We must have ascended to around five hundred meters altitude and the view is simply breathtaking from up here. Nuku Hiva’s eroded lava-scape is a sculpture garden from any direction you happen to look at it. From up here, however, with the backdrop of the vast Pacific blue, the lighter blue of the sky above it with the ever Westward travelling trade wind clouds floating from their perspective origin in the East towards us, it simply boggles you mind and you cannot tear your contemplative gaze away from it. You wish you could stay suspended forever in this singularity totally losing yourself in a perpetual motion of absolute aesthetics. Just another shadow of a puffy cumulus cloud makes its way up and over the jagged topography, crawls over crests and slides down slopes and crevices to then ascend again to dizzying heights almost scraping the underside of its origin up in the sky.
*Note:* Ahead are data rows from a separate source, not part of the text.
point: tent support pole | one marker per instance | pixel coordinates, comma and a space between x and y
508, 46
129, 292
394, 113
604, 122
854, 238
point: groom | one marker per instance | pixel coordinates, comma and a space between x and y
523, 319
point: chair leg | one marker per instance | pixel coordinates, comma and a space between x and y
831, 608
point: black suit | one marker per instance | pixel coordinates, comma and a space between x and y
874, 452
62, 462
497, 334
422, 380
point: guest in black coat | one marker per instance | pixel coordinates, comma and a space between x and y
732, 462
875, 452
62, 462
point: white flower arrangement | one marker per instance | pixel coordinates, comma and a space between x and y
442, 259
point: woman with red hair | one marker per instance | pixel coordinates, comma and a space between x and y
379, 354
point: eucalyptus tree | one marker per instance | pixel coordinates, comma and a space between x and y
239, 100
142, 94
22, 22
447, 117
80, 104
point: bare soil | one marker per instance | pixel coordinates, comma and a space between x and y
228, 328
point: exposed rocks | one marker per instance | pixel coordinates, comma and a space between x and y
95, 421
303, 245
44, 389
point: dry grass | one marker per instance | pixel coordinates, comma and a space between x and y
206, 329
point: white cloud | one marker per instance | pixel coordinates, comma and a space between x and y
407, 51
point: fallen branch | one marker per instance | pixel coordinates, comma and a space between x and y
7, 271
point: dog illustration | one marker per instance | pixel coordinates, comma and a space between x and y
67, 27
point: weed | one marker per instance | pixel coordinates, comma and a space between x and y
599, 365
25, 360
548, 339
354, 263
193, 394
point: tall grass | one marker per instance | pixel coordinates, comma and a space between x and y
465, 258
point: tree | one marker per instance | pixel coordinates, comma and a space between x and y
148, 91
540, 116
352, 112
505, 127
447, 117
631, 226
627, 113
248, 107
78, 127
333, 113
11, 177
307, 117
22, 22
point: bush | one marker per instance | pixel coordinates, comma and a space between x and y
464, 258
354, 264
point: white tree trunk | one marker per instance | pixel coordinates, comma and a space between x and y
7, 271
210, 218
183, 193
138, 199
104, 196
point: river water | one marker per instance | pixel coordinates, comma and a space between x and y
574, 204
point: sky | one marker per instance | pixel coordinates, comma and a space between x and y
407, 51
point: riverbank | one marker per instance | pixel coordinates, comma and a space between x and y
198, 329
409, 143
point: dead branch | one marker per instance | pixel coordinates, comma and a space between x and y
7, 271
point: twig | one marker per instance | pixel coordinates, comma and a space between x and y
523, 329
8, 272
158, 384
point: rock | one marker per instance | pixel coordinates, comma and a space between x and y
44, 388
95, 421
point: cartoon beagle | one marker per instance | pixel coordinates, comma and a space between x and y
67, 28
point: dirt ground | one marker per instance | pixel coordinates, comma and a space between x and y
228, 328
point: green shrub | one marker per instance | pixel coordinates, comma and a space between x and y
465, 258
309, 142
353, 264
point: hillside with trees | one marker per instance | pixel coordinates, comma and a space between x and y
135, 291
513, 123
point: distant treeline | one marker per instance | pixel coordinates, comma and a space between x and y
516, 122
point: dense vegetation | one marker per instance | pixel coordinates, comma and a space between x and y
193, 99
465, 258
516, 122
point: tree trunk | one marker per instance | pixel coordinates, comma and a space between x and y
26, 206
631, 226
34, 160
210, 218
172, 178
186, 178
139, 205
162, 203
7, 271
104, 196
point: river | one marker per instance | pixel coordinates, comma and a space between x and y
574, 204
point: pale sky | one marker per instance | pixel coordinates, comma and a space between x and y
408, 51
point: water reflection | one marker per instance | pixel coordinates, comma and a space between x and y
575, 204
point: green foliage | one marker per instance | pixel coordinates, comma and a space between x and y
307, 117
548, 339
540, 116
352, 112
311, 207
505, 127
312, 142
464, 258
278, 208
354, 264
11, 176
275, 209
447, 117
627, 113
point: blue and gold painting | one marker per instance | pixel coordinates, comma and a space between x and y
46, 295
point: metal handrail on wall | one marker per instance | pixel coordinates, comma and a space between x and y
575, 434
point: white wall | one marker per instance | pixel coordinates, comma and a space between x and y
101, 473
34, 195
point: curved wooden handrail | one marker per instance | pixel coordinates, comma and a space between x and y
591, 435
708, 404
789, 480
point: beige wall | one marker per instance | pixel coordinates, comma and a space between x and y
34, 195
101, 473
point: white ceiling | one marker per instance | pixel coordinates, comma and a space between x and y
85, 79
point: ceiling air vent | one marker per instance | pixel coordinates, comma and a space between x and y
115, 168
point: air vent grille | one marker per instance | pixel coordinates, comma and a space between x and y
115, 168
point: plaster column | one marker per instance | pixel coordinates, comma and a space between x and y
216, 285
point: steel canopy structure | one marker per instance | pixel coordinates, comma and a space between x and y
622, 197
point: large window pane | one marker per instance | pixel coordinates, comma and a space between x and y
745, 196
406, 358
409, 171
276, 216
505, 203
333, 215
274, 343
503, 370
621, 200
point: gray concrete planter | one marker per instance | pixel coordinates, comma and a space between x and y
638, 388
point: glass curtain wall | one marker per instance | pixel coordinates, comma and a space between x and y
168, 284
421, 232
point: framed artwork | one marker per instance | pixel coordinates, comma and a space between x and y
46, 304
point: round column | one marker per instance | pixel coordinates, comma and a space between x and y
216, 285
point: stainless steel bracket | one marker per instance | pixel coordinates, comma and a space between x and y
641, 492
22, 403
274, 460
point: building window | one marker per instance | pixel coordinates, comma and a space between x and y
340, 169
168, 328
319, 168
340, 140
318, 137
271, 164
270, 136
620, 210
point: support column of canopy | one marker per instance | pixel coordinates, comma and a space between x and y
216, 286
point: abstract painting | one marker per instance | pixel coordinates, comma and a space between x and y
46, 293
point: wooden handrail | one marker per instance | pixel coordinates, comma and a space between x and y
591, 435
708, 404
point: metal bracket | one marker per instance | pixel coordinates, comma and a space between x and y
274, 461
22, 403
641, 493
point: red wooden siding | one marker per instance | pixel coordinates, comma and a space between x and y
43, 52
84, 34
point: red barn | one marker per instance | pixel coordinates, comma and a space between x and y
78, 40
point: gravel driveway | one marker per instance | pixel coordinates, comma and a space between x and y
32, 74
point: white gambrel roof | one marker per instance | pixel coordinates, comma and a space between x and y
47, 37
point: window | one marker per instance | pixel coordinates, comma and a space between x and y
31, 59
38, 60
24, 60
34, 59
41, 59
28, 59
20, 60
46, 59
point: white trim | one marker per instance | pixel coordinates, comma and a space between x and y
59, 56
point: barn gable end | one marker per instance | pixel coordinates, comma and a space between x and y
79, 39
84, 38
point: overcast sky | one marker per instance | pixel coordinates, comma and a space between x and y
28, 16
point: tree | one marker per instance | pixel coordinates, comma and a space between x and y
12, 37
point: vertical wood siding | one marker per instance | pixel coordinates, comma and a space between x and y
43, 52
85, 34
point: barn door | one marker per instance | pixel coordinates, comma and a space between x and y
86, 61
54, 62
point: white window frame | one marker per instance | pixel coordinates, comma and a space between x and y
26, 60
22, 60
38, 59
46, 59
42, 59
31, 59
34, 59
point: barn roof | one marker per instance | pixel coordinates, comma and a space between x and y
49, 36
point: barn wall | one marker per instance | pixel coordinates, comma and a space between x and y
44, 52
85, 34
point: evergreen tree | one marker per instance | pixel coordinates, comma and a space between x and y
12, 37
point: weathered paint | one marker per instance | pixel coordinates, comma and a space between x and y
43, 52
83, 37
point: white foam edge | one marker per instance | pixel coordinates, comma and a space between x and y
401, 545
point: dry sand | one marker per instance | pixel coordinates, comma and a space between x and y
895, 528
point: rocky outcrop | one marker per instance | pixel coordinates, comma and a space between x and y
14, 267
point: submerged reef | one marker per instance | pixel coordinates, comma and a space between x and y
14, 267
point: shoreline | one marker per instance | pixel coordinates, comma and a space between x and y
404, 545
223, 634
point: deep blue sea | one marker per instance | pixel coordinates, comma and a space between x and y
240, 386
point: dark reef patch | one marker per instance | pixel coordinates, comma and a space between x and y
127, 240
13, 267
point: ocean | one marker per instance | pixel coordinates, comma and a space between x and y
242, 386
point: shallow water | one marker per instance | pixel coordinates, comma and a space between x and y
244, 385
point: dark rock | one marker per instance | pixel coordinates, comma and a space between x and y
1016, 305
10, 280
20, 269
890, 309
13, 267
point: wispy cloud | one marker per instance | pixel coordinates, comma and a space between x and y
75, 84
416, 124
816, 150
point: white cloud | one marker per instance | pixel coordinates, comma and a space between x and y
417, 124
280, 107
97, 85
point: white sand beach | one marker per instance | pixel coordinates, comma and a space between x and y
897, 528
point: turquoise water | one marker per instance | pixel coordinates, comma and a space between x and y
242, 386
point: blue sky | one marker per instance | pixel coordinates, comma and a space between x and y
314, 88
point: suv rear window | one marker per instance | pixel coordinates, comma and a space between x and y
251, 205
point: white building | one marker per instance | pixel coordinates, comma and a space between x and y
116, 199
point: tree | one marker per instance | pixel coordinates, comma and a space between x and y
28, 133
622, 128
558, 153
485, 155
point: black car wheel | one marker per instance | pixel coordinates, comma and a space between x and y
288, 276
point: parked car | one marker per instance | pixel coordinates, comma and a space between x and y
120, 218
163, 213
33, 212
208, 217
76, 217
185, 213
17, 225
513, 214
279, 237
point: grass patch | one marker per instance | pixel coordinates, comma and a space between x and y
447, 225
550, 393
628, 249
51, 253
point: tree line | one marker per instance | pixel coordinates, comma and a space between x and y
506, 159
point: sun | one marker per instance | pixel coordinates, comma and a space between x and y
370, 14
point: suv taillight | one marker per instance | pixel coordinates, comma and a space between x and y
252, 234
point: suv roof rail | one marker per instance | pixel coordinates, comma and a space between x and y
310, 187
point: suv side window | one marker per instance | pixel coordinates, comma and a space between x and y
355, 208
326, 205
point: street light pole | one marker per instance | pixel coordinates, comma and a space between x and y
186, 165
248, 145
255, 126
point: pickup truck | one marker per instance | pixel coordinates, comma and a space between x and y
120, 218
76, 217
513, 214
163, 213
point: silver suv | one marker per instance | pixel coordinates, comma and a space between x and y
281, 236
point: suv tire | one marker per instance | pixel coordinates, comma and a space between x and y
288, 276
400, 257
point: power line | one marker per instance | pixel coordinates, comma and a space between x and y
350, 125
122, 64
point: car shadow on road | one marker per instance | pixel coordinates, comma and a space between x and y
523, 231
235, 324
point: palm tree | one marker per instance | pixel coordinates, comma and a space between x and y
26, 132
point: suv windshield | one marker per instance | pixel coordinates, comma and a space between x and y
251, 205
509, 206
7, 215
But the sagging weight of the pack on my back brings me back to sweaty reality and we continue our hike, from now long the crest. To our left the ocean stretches out towards the Southern horizon, to our right a valley with a last bit of lushness preserved at its bottom eventually climbs up to the mountain range where Nuku Hiva merges with the sky. Then suddenly the path turns right and now zigzags down an almost vertical cliff so that we quickly descend into that valley, which after another hour and a half brings us to the little creek, where a couple weeks earlier during our exploration of the West end of that same path we had encountered the raging red cow. It had lowered its horned head when I walked towards it, puffing heavily from its moist nostrils. Only the energetic wielding of my walking stick made it chose a detour around me. After making Beatriz do a little ballet choreography of her own to avoid becoming herself the next target of the horny beast, the red raging cow went her way.

There was no sight of any horned creature at this time and soon we had climbed the last crest and with relief sighted Aluna safely down in peaceful Hakatea Bay. The sleeping was good that night, and provisions now plentiful, well relatively speaking that is, saying goodbye to friends would once again be the order of the coming days.